November 3, 2008

Run-a-holic

It has been 72 days since I had my last fix. No, I’m not talking about drugs or alcohol, I am talking about running. I ran injured for most of last year, trying to train and run in Hood to Coast. Now I am trying to rehab my injuries and I think it might kill me.

I don’t have that traditional runners build and I’m not a speed demon but for as long as I can remember, I’ve been able to run. I go through phases where I’m running more to train for an event and then running less just for exercise, but I’ve always run. This past summer I managed to injure myself to the point that I could hardly walk, much less run.

The body is an amazing thing though. Before my big event this past summer, I was in serious pain and couldn’t run at all the two weeks leading up to it. I was a little worried about competing on an injury plagued body, but figured it was only a short 30 hours of my life. You can do just about anything for only 30 hours. I ran the event fabulously (for me) and met all of my personal goals I had set ahead of time. And I haven’t been able to run since. 72 days later it still hurts to walk.
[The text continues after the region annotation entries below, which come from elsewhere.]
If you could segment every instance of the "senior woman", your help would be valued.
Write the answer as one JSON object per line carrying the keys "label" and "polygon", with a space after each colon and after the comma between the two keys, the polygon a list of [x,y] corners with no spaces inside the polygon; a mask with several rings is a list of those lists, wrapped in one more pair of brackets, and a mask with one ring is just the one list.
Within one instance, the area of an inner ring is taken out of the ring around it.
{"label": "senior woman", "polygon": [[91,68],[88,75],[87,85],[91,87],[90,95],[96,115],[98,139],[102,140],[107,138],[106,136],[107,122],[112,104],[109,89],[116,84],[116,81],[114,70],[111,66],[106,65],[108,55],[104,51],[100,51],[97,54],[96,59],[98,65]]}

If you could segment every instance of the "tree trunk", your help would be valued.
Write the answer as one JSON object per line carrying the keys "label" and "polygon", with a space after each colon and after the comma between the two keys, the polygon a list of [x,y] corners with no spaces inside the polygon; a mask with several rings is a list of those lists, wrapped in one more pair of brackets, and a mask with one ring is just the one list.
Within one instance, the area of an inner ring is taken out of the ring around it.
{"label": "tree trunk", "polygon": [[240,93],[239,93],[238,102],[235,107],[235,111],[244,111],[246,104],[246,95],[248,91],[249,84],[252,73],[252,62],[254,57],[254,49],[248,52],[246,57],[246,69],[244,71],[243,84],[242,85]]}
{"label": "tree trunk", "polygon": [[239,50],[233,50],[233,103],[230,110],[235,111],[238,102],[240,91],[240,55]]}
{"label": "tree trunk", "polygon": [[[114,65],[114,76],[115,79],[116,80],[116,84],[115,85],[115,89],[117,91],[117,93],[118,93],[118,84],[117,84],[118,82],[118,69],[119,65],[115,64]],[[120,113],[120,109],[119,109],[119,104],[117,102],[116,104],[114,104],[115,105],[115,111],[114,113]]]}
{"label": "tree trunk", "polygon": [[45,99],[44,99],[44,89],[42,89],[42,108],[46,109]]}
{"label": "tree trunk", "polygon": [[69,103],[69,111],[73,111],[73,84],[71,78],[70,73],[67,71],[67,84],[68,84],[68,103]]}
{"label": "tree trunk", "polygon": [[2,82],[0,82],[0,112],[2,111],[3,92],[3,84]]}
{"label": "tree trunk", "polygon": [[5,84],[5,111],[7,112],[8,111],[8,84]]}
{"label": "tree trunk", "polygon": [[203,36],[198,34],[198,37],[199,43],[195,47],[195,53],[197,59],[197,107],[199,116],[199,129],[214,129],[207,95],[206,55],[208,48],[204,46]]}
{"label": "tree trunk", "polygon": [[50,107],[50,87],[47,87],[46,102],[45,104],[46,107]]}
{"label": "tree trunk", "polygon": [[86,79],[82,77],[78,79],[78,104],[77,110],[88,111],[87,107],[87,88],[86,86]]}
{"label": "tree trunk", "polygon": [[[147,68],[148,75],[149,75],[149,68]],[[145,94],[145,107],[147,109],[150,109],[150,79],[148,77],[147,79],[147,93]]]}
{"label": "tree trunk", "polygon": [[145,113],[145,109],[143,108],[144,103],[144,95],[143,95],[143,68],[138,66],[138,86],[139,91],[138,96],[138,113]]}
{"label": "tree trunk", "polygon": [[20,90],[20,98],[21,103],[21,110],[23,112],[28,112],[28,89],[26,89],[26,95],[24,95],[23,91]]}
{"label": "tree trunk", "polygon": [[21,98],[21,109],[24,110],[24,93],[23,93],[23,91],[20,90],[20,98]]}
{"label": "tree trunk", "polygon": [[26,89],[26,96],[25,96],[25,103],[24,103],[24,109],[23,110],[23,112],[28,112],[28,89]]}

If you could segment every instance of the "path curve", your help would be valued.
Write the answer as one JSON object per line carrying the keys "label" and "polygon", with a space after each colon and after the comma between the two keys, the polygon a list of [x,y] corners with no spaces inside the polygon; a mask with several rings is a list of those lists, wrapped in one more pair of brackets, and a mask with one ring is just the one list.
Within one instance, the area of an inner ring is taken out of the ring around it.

The main problem is my IT band, this giant tendon thing that attaches at your hip and knee. Apparently it gets pissed off when you try and use it too much. So now I’m done with one month of PT and headed back for more, down an MRI, and my cortisone shot is starting to kick in. Not only is rehabbing my leg driving me crazy because I can’t run, it is damn expensive!
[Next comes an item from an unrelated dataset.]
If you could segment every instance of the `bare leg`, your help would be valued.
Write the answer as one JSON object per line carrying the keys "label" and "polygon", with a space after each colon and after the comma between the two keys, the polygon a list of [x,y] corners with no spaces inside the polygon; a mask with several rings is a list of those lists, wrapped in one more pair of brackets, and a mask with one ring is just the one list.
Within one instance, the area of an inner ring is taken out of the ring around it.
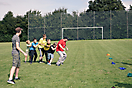
{"label": "bare leg", "polygon": [[10,78],[9,78],[9,80],[12,80],[13,79],[13,74],[15,72],[15,69],[16,69],[16,67],[12,66],[12,68],[10,70]]}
I miss running. When runners pass me on the street I want to tell them to appreciate what they are able to do. I want to tell the runners at the gym, “Hey, I run too! I’m just walking because I don’t have a choice.” I never actually tell them this because it would make me sound crazy to a stranger on the street. Yet I have the impression that anyone who has had to rehab an in jury before would get it.

I didn’t used to categorize myself as a runner because I don’t run marathons and I don’t run 20 races a year. Turns out, that’s not what makes you a runner. It’s that runners high you get so that you can’t wait to go back and do it again. It’s the run that feels so good it doesn’t even matter that you are running through sleet and you can’t feel your fingers. It’s that itchy restlessness you get in your legs when you’re stuck at work and can’t wait to run. And apparently it’s being frustrated to the point of tears because it has been 72 days and it will likely be 72 more. Sigh.